I'm curious if anyone has explored integrating ByteTrack as an object tracker or has any insights into integrating custom trackers. I came across an example in the depthai-experiments repository for integrating DeepSORT, but I'm keen to learn more about integrating ByteTrack specifically. Any guidance or pointers would be greatly appreciated!

Hey @AmanMantena @jakaskerl

I have written a short code for integrating ByteTracker with DepthAI:

def from_depthai(cls, depthai_results) -> Detections:
    depthai_detections_predictions = np.array([[     
        depthai_results.xmin,     
        depthai_results.ymin,     
        depthai_results.xmax,     
        depthai_results.ymax,     
        depthai_results.confidence,     
        depthai_results.label ]])  
    return cls(     
           xyxy=depthai_detections_predictions[:, :4],     
           confidence=depthai_detections_predictions[:, 4],     
           class_id=depthai_detections_predictions[:, 5].astype(int), 
    )

Paste this code in venv/lib/python3.11/site-packages/supervision/detection/core.py in the Detections class.

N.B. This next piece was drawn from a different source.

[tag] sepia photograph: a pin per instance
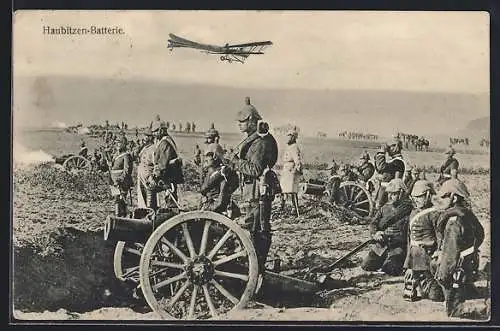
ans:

Here is the sample code for using this function:

import supervision as sv

#### Initialize the tracker with the pre-trained model's weights
tracker = sv.ByteTrack()

#### After getting detections
#### Loop through detections
for detection in detections:
    #### Convert depthai detections class to yolov5 format class
    #### new method "from_depthai" added to core.py in trackers/bytetrack for conversion
    yolo_format = sv.Detections.from_depthai(detection)
    #### [Apply tracker](https://supervision.roboflow.com/trackers/)
    tracks = tracker.update_with_detections(yolo_format)
    #### Apply nms
    tracks = tracks.with_nms(threshold=0.5, class_agnostic=False)
    #### Loop through tracks to get tracker for each frame
    for track in tracks:
        xyxy = track[0]
        conf = track[2]
        class_id = track[3]
        ids = track[4]
        bbox = frameNorm(frame, xyxy)
        print(track)
a month later

Hello,

Thank you for this.

Please correct me if I'm wrong, but this does not appear to take advantage of depth information. Would this be the same bytetrack process applied to 2d images?

Thanks!